Even after the June 3 massacre, Washington, London, Riyadh, and Abu Dhabi worked together to press for a compromise between both sides in order to form a transitional government. Saudi Arabia and the UAE pressed Hemeti to sign the agreement, because as his main backers, the Gulf nations were held in part responsible for the slaughter, a Western diplomat told Foreign Policy.

The country’s protest movement had different opinions about a transitional government with the military in power. Leaders of the Sudanese Professionals Association were in favor of compromise, arguing that being part of government was a better way to initiate change.

The deal “does not satisfy all of the objectives the Sudanese people wanted to realize in their revolution, but it is a premise for their goals to be recognized though a process,” Amjad Farid, a spokesperson for the Sudanese Professionals Association, told Foreign Policy in late July after an outline of the agreement was reached. Another senior civilian negotiator summarized why he was in favor of the agreement: “This is the best deal we could get.” 

But other leaders believed that the civilian negotiators were desperate to get political power and were pressured by the international community to compromise with the junta. Their apprehension about working with the junta solidified as the military gunned down more and more protestors during marches, including four children who were killed right before the final deal was signed. The Sudanese Professionals Association representative “is not listening to his team, thus not linked to what is going [on] at the ground,” a top official from the organization told Foreign Policy.

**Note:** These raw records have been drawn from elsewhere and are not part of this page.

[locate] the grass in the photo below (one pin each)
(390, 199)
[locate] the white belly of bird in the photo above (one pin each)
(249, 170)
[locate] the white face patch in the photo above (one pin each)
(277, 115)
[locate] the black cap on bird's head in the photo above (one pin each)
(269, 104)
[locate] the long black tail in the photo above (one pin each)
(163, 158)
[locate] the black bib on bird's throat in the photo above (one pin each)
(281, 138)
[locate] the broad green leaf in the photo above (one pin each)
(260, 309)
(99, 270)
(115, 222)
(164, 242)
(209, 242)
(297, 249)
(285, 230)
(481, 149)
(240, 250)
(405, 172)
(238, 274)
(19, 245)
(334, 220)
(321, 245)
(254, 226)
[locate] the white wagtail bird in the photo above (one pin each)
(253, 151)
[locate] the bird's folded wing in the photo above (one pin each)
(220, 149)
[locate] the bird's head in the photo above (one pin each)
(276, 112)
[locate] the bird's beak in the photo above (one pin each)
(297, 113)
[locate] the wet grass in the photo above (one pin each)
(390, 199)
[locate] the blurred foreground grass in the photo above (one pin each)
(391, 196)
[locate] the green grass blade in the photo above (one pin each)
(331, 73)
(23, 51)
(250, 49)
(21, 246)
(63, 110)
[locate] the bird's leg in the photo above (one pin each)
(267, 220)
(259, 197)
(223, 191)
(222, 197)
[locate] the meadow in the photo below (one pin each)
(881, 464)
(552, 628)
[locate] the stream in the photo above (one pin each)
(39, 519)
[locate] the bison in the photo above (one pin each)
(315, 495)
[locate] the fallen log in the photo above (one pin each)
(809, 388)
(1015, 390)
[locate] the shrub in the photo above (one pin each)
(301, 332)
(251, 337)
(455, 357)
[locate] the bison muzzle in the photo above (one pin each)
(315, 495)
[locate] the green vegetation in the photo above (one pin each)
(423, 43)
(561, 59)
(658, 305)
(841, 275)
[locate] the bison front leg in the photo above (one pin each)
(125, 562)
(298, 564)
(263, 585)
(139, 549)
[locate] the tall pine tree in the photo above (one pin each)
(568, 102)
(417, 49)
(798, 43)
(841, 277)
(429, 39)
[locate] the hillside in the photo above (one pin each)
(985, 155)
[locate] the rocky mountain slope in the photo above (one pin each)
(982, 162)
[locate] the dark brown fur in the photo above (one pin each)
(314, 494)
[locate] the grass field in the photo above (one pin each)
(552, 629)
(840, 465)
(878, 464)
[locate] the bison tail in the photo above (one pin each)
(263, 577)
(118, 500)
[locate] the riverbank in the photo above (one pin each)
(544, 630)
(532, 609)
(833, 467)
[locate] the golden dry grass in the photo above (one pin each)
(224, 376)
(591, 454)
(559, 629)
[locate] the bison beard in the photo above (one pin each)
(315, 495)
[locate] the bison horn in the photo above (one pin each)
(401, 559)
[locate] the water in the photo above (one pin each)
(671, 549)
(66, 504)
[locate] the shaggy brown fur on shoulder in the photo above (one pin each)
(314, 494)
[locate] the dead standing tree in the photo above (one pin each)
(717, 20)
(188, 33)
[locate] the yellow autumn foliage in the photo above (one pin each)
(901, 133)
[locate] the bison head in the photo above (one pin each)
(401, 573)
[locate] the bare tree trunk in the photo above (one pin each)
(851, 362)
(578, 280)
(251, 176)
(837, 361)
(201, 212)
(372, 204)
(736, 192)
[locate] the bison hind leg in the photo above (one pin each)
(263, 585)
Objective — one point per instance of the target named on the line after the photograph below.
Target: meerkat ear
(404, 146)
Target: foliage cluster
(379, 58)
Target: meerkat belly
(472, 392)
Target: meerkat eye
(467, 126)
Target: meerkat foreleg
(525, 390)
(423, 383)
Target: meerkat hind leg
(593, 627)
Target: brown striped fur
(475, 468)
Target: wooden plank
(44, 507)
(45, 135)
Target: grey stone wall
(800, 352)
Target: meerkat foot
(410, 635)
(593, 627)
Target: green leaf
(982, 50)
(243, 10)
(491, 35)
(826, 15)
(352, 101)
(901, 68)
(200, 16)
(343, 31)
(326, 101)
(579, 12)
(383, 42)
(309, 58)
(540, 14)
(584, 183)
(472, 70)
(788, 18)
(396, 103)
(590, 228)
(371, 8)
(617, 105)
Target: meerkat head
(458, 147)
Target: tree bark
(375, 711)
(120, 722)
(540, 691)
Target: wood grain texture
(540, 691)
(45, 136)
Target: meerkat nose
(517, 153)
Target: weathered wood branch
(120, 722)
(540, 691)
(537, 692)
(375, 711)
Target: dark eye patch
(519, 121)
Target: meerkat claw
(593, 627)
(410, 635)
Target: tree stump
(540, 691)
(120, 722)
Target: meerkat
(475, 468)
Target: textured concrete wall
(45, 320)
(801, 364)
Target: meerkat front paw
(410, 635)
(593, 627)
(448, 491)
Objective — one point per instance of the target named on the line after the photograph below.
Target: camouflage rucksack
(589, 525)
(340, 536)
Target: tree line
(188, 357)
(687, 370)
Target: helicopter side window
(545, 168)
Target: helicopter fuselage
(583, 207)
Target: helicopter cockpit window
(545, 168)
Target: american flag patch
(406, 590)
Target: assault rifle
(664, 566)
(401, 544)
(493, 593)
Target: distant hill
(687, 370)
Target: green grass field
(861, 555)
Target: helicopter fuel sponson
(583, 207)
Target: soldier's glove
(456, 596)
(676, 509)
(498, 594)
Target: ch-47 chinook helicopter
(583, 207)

During the final negotiations over the final constitution, lawyers from civil society organizations told Foreign Policy they were surprised by the democratic coalition’s unwillingness to correct measures that undermine the transitional government’s civilian nature. The items include undefined powers the military could take advantage of, the army’s ability to reject items in the sovereign council, and immunity granted to government officials.

“There is no logical explanation for very cogent arguments to be rejected in the way they have,” said Gaili, the lawyer advising civilians. “They argued that we need to get to the transitional period and we can damage control later, we just need them to cede power, which is a highly problematic approach because you’re simply kicking the can down the road.”

Correction, Aug. 5, 2019: A previous version of this article misstated the month in which Mohamed Yousif met with Donald Booth. The two met in late June.